Le posizioni politiche sul tema si sono spostate a destra. Il motivo, come confermano diversi studi, è che l’immigrazione tende ad essere considerata dalle persone come causa di salari bassi e, in generale, del crescente disagio economico dovute alle politiche di austerity. Quindi, i partiti di destra hanno la possibilità di spostare consensi attraverso l’immigrazione e guadagnare voti anche di persone legate alla sinistra.
A dare un impulso al processo ci pensano i media. In base al rapporto annuale dell’Associazione Carta di Roma, negli ultimi mesi 4 notizie su 10 riguardanti l’immigrazione, hanno un contenuto ansiogeno. Solo il 5% ha una componente rassicurante. Prevale la cronaca nera e ci si sofferma su stupri e aggressioni. Il linguaggio più comune, a prescindere da quale sia il punto di vista, è quello emergenziale. A fronte di ciò aumenta la paura degli italiani nei confronti dei migranti e degli stranieri (43%, dieci punti in più rispetto a due anni fa).
Secondo lo stesso rapporto, la dimensione economica e del lavoro della tematica immigrazione è il fanalino di coda tra i temi affrontati dai media. Questo aspetto è particolarmente simbolico in un paese come l’Italia dove la popolazione diminuisce e diventa sempre più vecchia, come conferma l’annuario Istat 2017. L’Inps ha già messo in guardia circa il contributo fondamentale degli immigrati al sistema pensionistico italiano.

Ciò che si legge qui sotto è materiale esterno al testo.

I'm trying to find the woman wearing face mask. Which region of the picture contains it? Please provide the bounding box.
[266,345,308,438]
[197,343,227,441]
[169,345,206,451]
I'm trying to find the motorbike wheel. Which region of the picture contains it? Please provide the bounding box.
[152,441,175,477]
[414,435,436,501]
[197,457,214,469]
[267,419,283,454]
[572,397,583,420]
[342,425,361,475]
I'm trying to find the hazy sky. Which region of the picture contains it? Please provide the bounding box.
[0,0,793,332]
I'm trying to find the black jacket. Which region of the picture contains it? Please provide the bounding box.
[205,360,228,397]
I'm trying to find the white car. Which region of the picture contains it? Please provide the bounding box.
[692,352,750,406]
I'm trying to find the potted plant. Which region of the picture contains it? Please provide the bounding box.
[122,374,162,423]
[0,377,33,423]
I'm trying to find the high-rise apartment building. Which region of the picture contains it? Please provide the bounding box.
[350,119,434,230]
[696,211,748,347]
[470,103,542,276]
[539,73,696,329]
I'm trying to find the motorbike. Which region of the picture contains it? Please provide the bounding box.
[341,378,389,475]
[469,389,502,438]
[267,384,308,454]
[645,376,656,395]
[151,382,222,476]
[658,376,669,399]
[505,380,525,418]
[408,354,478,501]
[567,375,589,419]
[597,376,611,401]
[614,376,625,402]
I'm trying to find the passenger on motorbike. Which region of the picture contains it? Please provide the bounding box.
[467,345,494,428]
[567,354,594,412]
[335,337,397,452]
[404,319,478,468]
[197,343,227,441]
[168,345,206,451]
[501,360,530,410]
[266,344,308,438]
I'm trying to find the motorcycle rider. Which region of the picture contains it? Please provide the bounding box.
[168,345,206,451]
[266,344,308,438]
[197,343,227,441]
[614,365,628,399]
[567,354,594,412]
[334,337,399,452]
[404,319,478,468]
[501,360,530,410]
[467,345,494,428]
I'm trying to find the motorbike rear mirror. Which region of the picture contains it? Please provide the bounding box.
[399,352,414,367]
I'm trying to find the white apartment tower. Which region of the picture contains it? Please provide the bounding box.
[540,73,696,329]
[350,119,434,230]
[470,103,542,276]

Il fenomeno, per quanto vasto, non è da considerarsi un emergenza. Le migrazioni non possono essere fermate e il mondo si sposta più che in passato. Eppure, nonostante l’alto numero di rifugiati nel mondo, secondo l’Unhcr, l’84% rimane nei paesi in via di sviluppo. In Europa sono presenti 2 milioni di rifugiati, un numero irrilevante se paragonato ai 3,4 milioni in Turchia e l’1,5 milioni nel piccolo Libano. Ma oggi come ieri, la realtà dei fatti può non bastare.